BenchmarkResizeNFNT-16              78033728 ns/op
BenchmarkResizeDownscaling-16       38407643 ns/op
BenchmarkResizeDownscalingSIMD-16   12544658 ns/op

A 3x speedup from SIMD alone!

Can we squeeze out even more?

Pushing even further

During previous attemps at SIMD, I noticed that {Load,Store}SlicePart (which handles slices shorter than the vector width) was measurably slower than a plain {Load,Store}Slice. I haven’t dug into why; I guess the non-Part variant causes less branching or something (it still has bound checks and panics when needed though!) Either way, switching to the faster variant only needs some extra logic to avoid writing past the end of the buffer:

                row0 := src[2*y*srcStride:]
                row1 := src[(2*y+1)*srcStride:]
                dstRow := dst[y*dstW:]
+
+               // StoreSlice writes 16 bytes (8 useful + 8 junk).

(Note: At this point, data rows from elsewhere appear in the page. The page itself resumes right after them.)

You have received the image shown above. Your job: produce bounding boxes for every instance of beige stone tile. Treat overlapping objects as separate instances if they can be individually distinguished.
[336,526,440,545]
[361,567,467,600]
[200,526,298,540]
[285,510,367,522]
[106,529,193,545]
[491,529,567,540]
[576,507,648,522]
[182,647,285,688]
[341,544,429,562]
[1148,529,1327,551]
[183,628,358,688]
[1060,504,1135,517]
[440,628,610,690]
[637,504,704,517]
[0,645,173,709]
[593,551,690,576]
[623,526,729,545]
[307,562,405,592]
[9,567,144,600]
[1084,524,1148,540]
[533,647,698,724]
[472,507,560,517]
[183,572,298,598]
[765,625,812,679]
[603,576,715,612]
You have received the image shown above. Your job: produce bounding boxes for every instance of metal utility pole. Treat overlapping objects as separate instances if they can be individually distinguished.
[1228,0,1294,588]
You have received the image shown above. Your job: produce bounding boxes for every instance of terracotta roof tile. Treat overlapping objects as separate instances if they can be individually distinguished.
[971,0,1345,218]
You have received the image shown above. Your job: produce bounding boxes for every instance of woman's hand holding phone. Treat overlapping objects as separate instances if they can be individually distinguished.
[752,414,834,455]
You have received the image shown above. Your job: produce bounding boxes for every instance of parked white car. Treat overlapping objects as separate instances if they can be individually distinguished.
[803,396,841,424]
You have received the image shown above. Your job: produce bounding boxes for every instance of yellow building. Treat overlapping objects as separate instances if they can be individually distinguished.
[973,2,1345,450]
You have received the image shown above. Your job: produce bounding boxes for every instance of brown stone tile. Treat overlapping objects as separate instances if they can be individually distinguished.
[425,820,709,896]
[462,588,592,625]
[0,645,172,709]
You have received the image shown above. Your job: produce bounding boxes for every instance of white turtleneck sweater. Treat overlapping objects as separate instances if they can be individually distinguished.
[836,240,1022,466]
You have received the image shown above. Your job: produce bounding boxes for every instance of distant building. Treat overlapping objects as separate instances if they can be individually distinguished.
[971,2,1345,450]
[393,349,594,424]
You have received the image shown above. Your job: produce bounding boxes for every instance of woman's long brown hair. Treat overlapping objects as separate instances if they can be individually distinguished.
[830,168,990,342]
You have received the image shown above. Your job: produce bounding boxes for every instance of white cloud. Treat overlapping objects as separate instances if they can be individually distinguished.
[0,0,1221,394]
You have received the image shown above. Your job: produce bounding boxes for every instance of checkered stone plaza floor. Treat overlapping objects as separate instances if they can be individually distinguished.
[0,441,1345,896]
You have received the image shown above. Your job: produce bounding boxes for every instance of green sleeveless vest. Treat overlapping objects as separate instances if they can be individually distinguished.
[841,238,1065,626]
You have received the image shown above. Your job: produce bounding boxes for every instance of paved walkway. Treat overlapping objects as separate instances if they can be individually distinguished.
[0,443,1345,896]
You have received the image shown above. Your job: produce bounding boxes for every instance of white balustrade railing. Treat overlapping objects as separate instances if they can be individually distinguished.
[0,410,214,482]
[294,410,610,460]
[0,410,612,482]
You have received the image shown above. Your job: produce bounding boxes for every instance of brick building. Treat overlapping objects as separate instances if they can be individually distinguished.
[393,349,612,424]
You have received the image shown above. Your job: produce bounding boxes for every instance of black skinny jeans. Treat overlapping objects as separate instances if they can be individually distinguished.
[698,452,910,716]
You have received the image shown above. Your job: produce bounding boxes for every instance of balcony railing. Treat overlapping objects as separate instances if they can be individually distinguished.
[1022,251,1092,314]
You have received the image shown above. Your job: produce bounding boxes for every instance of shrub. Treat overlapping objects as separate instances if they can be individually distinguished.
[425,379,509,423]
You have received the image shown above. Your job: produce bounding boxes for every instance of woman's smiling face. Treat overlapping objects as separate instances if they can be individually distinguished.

On non-last rows
+               // the overflow lands in the next row and gets overwritten. On the
+               // last row we stop early and let the scalar tail handle the rest.
+               safeSimdW := simdW
+               if y == dstH-1 && simdW > 0 {
+                       safeSimdW = simdW - 8
+               }
+
                x := 0
-               for ; x < simdW; x += 8 {
+               for ; x < safeSimdW; x += 8 {
                        r0 := archsimd.LoadUint8x16Slice(row0[2*x:])
                        avg0 := r0.PermuteOrZero(evenIdx).Average(r0.PermuteOrZero(oddIdx))
 
                        r1 := archsimd.LoadUint8x16Slice(row1[2*x:])
                        avg1 := r1.PermuteOrZero(evenIdx).Average(r1.PermuteOrZero(oddIdx))
 
-                       avg0.Average(avg1).StoreSlicePart(dstRow[x:])
+                       avg0.Average(avg1).StoreSlice(dstRow[x:])
                }
                for ; x < dstW; x++ {
                        dstRow[x] = uint8((uint16(row0[2*x]) + uint16(row0[2*x+1]) +

And the result:

BenchmarkResizeNFNT-16              78033728 ns/op
BenchmarkResizeDownscaling-16       38407643 ns/op
BenchmarkResizeDownscalingSIMD-16   12544658 ns/op
BenchmarkResizeDownscalingSIMD2-16   9588322 ns/op

Another ~25% shaved off, for a few lines of extra bookkeeping.

Conclusion

All in all, progressive downscaling + SIMD gave us an 8x speedup over the baseline bilinear resize. This was a quick and dirty experiment, but I think it shows that even straightforward uses of SIMD can have a very real impact.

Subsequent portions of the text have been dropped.